Chapter 6 Coding Principles

This class is about two kinds of fundamental principles of coding. The first is fundamental methods of making code do what you want - if statement, loops, functions. The second is fundamental principles of good code. Although we are using R, all programming languages use similar methods (although the exact syntax differs), and the principles of good code will also apply across languages.

As well demonstrating these fundamentals, these pages also introduce the vocabulary used to discuss them.

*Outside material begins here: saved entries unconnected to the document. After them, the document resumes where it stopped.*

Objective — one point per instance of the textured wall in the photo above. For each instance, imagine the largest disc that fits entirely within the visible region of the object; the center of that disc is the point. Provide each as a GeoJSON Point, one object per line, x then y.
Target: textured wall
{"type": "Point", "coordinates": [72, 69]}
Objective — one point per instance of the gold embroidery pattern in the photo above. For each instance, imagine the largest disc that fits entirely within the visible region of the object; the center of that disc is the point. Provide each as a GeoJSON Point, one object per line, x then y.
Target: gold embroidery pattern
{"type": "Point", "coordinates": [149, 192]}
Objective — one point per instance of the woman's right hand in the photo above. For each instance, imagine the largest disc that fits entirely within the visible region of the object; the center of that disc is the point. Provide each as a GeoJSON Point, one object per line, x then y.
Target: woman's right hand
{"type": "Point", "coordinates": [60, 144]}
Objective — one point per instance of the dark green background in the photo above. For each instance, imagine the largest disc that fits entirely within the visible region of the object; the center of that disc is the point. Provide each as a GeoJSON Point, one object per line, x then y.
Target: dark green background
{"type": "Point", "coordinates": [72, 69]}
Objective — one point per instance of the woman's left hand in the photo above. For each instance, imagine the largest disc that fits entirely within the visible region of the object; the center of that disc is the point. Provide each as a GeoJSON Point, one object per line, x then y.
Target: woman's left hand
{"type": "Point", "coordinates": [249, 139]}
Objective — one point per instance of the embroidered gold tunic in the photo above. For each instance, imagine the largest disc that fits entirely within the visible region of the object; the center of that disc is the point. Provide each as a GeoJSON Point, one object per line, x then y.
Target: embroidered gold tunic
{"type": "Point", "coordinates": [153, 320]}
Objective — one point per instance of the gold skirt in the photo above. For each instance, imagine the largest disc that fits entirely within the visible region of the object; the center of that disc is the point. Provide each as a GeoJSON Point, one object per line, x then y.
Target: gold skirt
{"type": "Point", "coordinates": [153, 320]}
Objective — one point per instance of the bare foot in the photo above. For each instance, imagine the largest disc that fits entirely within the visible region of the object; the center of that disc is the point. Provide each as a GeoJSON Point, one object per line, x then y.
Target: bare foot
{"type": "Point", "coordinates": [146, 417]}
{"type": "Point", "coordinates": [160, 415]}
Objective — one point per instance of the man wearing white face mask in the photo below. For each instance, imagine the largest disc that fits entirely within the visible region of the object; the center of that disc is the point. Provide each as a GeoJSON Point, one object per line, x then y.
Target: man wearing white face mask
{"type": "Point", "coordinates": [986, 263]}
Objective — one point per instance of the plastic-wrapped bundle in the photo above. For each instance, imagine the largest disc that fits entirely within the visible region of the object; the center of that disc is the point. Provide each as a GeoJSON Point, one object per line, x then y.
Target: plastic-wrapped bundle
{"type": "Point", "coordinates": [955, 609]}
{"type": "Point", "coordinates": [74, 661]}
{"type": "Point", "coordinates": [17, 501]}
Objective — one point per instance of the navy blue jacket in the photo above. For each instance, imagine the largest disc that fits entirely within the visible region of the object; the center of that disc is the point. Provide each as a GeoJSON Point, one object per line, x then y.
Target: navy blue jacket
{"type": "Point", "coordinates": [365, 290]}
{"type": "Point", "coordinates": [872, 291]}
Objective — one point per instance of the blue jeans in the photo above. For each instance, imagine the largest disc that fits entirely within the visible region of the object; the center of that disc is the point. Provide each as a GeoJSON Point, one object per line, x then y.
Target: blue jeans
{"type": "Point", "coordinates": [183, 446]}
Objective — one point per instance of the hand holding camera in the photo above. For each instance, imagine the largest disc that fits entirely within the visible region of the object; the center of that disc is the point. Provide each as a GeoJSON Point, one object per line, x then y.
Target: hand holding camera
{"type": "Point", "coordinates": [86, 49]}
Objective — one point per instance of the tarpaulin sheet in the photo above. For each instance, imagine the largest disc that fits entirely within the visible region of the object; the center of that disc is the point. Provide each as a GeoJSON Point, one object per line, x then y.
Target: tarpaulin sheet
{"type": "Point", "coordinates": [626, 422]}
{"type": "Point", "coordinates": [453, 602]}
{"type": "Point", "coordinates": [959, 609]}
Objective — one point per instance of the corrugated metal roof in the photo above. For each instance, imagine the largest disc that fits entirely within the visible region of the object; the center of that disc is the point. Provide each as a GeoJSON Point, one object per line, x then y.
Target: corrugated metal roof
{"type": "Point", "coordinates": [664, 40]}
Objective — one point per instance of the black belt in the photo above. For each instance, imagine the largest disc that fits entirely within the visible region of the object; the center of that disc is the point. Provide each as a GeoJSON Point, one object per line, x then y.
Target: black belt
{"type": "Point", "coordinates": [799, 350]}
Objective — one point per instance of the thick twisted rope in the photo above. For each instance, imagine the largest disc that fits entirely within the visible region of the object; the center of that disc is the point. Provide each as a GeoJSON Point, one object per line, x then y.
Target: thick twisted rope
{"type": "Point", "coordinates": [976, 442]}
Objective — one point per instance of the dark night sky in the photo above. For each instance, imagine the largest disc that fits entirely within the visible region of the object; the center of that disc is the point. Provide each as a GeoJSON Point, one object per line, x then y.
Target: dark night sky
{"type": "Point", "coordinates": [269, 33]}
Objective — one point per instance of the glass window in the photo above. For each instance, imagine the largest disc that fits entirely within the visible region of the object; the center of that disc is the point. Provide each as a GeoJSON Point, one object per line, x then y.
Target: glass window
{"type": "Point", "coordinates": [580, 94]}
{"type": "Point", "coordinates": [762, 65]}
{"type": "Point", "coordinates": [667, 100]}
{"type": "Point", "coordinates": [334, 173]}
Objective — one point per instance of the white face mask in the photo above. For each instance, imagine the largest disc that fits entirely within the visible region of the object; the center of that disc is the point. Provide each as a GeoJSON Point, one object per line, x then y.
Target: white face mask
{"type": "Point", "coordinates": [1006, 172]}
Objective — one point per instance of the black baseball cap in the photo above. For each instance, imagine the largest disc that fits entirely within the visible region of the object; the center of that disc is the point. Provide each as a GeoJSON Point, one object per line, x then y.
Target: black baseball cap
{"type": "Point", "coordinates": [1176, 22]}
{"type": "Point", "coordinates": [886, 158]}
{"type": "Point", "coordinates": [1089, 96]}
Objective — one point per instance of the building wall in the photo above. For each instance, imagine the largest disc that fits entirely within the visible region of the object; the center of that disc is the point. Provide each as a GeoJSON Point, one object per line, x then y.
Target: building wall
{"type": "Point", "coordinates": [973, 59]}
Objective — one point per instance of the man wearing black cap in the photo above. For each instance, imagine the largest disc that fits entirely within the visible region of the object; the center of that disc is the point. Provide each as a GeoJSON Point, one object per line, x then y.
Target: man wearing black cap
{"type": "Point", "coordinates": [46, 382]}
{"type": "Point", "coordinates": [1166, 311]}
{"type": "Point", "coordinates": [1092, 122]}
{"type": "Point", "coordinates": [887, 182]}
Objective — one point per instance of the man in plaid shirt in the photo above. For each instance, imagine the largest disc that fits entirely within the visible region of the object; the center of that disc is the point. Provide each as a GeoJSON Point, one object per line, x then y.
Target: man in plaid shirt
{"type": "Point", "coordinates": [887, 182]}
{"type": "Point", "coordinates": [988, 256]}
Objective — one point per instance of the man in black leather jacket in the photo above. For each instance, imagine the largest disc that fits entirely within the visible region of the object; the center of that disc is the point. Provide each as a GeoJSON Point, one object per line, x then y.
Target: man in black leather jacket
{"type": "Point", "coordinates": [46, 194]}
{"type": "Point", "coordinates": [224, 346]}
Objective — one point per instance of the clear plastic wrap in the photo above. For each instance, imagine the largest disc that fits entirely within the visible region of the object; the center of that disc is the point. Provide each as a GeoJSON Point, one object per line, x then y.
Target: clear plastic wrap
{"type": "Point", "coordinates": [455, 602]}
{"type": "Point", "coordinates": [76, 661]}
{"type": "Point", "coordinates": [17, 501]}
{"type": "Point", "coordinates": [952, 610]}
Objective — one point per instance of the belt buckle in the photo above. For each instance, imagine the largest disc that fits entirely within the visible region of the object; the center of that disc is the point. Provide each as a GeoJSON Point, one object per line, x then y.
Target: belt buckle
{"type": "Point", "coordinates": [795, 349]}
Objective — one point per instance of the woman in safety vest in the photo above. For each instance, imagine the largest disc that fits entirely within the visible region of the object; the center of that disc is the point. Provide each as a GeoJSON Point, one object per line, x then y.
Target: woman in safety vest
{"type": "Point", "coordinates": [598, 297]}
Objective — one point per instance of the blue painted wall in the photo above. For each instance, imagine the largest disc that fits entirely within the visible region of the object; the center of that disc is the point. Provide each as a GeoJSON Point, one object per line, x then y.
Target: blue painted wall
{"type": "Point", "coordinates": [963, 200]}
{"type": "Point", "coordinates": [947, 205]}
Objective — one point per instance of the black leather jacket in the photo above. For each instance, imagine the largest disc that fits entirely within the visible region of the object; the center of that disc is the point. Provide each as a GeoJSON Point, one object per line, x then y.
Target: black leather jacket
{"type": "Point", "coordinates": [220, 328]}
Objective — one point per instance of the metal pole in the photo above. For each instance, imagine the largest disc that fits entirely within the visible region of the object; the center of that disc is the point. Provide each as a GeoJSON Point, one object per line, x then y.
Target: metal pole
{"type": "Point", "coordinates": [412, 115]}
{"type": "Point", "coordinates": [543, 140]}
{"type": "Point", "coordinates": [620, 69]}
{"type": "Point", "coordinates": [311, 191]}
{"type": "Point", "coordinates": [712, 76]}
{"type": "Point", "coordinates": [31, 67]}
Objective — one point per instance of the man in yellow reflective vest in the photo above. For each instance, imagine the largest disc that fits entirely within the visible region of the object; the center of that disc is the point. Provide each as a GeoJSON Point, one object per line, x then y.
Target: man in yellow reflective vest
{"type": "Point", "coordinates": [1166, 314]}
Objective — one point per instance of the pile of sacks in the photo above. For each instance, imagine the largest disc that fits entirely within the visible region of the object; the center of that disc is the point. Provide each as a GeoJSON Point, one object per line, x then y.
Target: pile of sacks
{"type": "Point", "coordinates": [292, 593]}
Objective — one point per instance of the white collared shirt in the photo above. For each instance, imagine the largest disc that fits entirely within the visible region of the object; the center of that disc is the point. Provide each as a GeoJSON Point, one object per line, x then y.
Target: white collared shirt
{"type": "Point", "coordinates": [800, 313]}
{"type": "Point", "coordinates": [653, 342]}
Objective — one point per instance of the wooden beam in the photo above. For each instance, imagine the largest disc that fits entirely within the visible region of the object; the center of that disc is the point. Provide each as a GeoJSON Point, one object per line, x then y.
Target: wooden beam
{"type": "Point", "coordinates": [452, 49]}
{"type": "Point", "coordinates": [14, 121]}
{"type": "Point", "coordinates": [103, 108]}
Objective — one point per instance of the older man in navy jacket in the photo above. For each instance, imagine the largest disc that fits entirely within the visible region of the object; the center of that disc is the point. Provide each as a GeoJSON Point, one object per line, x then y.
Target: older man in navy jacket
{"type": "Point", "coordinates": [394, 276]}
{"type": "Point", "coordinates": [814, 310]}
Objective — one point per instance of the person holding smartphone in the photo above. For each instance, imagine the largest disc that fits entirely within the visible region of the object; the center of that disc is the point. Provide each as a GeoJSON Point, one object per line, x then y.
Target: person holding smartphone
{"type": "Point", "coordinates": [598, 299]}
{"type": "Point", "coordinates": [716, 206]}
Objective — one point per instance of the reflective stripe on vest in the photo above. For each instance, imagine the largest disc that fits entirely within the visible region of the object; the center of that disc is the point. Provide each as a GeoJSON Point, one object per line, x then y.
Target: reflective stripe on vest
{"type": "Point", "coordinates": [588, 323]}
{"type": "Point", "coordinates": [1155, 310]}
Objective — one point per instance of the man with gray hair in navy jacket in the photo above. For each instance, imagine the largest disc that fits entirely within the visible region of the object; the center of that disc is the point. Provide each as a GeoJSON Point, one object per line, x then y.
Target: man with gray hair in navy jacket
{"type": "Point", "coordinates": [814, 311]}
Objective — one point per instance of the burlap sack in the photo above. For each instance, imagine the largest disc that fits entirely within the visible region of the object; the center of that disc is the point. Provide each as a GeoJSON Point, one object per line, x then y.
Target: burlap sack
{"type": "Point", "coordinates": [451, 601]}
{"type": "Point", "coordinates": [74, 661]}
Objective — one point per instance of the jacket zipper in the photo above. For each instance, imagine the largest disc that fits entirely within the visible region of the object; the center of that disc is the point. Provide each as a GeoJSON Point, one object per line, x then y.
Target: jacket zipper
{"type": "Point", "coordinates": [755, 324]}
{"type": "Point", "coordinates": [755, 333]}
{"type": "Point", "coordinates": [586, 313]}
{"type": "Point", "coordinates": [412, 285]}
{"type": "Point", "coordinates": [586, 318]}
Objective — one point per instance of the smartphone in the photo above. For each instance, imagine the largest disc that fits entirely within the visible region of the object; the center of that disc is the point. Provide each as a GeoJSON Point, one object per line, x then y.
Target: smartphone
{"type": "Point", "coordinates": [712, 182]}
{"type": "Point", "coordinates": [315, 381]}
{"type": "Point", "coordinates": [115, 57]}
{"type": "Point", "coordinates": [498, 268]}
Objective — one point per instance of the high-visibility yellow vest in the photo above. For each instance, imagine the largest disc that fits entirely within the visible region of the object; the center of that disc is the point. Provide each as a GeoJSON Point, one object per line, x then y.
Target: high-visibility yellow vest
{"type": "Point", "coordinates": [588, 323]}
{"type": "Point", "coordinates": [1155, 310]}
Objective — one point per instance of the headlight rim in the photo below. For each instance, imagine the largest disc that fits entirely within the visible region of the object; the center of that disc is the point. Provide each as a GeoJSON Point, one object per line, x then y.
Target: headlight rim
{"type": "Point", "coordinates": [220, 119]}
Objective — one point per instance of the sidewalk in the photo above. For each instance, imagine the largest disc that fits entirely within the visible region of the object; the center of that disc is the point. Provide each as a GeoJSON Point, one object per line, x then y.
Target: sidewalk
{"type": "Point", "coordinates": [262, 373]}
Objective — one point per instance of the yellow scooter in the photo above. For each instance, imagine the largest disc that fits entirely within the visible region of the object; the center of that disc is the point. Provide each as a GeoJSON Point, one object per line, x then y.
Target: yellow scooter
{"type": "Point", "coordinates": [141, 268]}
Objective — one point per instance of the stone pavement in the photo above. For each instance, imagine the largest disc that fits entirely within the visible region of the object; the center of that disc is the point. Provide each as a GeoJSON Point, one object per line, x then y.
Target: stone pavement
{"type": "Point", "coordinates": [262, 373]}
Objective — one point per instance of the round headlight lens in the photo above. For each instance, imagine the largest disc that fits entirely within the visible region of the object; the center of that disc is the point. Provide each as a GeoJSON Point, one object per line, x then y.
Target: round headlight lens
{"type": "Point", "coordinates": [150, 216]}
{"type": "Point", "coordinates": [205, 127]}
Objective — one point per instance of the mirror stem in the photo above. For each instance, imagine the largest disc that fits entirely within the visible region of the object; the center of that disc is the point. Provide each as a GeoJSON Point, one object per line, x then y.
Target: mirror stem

Knowing the vocabulary helps because it means you know what terms to use when searching for solutions to problems you have.

6.1 Fundamental methods

  1. if statements
  2. loops
  3. functions

6.1.1 If statements

So far we have written simple scripts that do things in order, top to bottom

a <- 1 # define a variable
a <- a + 1 #add 1
print(a) # output the result
## [1] 2

The first block above is the code, the second block (the lines which start with ##) is the output.

Changing which statements are run is called “flow control”. An “If statement” is a fundamental way of doing this. It allows us to specify one set statements to run if a certain conditions is met. For example

a <- 1 # define a variable
a <- a + 1 #add 1
if(a>4) # this is the condition which has to be met, the 'test expression'
  {print(a)} # this statement runs if the test expression is true

Notice there is no output. Copy the code to your own computer and run it. Now change the first line to a <- 9 and run it again.

An If statement defines a branch in the flow of a script. The default can be nothing happening, but sometimes you want to define two alternatives. You can do this with an “If…else…statement”

a <- 1 # define a variable
a <- a + 1 #add 1
if(a>4){ # this is the condition which has to be met, the 'test expression'
  print(paste(a," is more than 4")) # this statement runs if the test expression is true
} else {
  {print(paste(a," is equal or less than 4"))} # this statement runs if the test expression is false
}
## [1] "2  is equal or less than 4"

You can actually have as many branches as you like, defining a series of test_expressions, like this

type_of_thing <- '' 
print("Is four a lot?")
if (type_of_thing=='Murders'){
  print("yes")
} else if (type_of_thing=='Dollars'){
  print("no")
} else {
  print("Depends on the context")
}
## [1] "Is four a lot?"
## [1] "Depends on the context"

6.1.2 Loops

Loops repeat, either iterating over a set values, like this:

for (i in 1:5){
  print(i)
}
## [1] 1
## [1] 2
## [1] 3
## [1] 4
## [1] 5

Or until some condition is met

i <- 1 #need to initialise a starting value
while(i<6){
  print(i)
  i <- i + 1 # increment the value of the counter
}
## [1] 1
## [1] 2
## [1] 3
## [1] 4
## [1] 5

Note that this second version, a “while loop” uses a test expression just like an if statement

Loops are useful wherever you might want to repeat some operation.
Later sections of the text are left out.